Reforming and abolishing mandatory minimum drug sentencing laws lowers prison populations, saves taxpayers money, helps offenders get the rehabilitation they need, and doesn't increase crime.
Nearly 40 years after tough new drug laws led to an explosion in prison populations, New York state has dramatically reversed course, chalking up a 62 percent drop in people serving time for drug crimes today compared with 2000, according to a Poughkeepsie Journal analysis.
The steep decline — driven, experts said, by shifting attitudes toward drug offenders and lower crime — means that nearly 16,000 fewer minorities serve state time today than in 2000, groups that were hardest hit by the so-called war on drugs. Overall, the prison population declined 22 percent. ...
Similarly, the rolls of city jails dropped 16 percent since 2000, while county lockups statewide had a 15 percent hike, statistics show.
The decline in drug convicts means more of the type of inmate for which penitentiaries were constructed: violent offenders.
Today, the No. 1 most serious crime of sentenced inmates is second-degree murder, with just over 8,000 convicts — about the same as in 2000.

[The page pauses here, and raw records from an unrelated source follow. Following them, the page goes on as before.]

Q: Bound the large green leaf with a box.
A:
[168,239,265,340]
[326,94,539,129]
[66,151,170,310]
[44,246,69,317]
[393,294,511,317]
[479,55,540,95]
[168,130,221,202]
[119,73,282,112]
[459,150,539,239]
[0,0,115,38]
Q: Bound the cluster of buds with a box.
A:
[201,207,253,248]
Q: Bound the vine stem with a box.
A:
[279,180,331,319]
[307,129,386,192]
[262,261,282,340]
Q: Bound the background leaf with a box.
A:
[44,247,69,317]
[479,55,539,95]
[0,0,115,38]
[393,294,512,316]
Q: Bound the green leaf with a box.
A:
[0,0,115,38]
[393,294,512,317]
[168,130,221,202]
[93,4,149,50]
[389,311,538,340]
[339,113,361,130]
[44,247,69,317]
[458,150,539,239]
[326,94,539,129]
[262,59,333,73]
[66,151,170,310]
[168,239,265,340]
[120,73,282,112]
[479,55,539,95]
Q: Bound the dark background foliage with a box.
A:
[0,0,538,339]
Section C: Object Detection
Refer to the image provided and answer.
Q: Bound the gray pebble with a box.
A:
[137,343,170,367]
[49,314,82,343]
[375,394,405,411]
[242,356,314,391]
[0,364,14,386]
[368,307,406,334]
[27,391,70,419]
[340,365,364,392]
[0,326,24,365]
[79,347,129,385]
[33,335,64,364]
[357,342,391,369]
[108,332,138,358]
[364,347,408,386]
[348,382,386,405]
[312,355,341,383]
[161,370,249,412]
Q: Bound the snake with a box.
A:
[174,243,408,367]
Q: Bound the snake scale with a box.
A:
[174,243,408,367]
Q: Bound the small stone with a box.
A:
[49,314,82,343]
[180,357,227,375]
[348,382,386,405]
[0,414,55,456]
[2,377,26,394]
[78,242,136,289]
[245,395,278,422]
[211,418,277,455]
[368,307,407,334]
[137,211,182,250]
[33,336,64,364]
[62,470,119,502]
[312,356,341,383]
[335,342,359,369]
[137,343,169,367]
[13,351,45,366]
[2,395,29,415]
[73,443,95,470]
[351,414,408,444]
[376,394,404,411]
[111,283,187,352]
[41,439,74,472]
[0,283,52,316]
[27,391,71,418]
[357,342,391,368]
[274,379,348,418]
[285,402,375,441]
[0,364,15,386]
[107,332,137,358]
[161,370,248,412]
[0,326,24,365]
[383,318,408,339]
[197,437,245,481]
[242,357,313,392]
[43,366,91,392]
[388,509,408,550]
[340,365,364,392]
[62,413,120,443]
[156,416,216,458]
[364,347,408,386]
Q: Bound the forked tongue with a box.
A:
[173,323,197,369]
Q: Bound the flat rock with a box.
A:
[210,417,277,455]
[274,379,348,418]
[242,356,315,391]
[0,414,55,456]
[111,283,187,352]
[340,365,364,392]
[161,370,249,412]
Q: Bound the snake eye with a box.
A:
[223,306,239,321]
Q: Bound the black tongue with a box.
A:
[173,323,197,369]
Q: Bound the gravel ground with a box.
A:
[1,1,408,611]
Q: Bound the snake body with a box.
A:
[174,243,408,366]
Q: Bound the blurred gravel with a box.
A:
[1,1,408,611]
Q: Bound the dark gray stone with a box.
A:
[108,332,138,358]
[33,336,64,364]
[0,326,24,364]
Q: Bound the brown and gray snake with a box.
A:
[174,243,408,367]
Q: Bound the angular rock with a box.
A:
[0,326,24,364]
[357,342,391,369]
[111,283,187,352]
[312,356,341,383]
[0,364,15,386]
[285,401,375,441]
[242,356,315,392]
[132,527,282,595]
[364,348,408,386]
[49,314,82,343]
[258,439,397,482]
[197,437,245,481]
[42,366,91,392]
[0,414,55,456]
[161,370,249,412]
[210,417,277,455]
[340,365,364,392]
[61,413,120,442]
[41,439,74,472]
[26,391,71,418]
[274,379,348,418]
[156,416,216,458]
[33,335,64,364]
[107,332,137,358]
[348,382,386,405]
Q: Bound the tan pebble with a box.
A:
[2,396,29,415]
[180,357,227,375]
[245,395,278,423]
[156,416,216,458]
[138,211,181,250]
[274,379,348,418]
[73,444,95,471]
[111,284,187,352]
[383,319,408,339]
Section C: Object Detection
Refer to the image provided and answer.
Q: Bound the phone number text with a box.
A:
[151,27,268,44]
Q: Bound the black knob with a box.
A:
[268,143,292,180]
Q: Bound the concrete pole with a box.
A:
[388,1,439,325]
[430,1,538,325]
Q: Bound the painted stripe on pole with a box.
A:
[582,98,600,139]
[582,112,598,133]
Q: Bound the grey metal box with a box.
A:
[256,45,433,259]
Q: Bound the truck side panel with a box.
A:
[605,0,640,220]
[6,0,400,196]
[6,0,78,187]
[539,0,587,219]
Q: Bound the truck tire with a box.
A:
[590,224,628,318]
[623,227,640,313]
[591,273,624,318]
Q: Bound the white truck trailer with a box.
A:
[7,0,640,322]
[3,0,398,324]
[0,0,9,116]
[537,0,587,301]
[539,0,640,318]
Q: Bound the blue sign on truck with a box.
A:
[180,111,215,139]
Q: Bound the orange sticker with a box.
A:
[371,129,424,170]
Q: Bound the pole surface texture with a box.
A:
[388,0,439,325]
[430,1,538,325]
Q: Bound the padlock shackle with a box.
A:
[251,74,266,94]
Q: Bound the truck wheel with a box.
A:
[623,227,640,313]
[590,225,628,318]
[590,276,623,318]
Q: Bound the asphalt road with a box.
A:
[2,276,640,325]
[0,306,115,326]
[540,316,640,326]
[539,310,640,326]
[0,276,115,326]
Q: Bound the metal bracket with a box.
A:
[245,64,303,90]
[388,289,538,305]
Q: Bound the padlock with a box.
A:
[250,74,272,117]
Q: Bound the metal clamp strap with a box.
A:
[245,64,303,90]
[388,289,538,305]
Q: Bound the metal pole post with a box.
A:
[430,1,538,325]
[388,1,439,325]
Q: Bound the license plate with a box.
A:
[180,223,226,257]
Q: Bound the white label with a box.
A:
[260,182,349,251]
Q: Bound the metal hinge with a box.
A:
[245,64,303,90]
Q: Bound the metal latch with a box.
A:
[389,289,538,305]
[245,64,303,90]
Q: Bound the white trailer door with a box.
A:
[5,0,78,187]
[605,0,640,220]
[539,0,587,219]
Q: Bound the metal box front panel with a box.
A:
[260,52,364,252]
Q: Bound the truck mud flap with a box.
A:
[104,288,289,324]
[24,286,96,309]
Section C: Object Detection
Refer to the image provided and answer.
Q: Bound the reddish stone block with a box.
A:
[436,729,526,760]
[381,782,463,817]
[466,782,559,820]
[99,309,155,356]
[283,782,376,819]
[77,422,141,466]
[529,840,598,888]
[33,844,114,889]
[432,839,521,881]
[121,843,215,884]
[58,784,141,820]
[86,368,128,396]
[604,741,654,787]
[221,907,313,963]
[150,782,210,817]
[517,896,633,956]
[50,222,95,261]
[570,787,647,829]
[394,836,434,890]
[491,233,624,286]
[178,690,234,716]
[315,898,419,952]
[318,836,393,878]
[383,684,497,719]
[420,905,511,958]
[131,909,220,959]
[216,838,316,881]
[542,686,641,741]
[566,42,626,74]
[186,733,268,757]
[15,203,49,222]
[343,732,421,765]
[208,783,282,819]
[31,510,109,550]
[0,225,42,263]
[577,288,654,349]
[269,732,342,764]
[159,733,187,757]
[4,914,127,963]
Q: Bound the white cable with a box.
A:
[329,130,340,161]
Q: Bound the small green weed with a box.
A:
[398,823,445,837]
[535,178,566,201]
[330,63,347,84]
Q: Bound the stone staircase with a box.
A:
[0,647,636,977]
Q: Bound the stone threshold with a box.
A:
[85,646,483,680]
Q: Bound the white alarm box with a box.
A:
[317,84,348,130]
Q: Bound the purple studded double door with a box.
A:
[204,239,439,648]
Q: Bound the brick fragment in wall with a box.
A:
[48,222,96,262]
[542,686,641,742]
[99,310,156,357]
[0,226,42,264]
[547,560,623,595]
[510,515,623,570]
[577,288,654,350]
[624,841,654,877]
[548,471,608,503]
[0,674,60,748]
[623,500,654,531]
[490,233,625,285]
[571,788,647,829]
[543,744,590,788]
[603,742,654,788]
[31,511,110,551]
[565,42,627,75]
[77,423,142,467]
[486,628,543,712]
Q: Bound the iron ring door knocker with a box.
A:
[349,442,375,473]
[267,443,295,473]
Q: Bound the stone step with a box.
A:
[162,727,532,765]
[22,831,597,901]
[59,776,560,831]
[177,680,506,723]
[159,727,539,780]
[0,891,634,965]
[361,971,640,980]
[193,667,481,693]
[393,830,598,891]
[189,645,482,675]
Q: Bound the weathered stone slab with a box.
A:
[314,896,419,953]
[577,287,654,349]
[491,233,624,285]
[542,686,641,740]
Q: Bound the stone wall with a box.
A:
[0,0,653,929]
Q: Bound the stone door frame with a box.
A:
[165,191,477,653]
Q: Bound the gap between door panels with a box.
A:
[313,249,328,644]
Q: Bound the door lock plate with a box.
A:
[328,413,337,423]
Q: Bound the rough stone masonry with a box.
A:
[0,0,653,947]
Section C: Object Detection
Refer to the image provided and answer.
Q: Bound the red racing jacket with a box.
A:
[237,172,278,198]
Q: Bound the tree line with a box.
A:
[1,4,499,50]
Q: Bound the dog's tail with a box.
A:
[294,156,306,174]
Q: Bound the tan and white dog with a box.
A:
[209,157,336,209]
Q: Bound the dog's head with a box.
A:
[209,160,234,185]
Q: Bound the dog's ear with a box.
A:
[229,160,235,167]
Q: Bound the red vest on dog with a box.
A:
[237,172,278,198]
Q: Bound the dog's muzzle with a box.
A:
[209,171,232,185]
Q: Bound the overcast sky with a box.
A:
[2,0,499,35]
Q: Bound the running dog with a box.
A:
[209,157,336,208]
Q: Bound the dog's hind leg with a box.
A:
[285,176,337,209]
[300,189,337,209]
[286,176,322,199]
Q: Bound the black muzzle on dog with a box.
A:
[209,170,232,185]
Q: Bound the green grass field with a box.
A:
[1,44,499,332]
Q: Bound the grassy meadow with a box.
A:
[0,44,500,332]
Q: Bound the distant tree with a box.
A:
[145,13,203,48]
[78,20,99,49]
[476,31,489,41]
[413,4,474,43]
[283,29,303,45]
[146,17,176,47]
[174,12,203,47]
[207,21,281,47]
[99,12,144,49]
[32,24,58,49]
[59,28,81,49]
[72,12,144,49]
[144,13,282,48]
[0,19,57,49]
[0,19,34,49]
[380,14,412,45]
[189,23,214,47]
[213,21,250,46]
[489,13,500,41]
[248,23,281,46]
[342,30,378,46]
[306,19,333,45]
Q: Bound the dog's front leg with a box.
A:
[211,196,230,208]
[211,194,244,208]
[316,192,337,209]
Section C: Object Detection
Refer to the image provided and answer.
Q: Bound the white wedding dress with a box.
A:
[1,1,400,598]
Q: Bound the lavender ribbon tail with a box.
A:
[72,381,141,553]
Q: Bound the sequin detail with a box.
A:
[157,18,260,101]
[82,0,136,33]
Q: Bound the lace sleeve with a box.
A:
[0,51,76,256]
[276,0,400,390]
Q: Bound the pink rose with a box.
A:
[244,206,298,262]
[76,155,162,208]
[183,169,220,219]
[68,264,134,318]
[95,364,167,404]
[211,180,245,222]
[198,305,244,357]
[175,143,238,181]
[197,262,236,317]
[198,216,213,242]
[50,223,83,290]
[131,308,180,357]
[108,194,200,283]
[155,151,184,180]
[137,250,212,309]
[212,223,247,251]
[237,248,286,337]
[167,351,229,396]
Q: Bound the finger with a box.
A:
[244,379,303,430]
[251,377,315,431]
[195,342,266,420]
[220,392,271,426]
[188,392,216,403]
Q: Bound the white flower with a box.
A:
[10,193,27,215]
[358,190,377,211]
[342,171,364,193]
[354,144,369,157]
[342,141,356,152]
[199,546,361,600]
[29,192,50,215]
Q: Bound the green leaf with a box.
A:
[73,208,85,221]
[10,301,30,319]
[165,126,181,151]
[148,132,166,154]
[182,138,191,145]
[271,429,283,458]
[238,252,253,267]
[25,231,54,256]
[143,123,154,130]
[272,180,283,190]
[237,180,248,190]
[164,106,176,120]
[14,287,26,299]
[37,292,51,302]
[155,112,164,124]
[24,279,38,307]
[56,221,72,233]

In 2000, the most common top crime for which inmates were incarcerated was third-degree criminal sale of a controlled substance — with almost 10,000 people sentenced. That's now down to about 3,000.That's a message the whole country is starting to tune into, and the federal government shouldn't be the last to hop on this train.
"I would argue that the right people are being sentenced to prison," said Brian Fischer, New York state's prison commissioner. "Was prison the best alternative for drug abusers? Clearly it was not."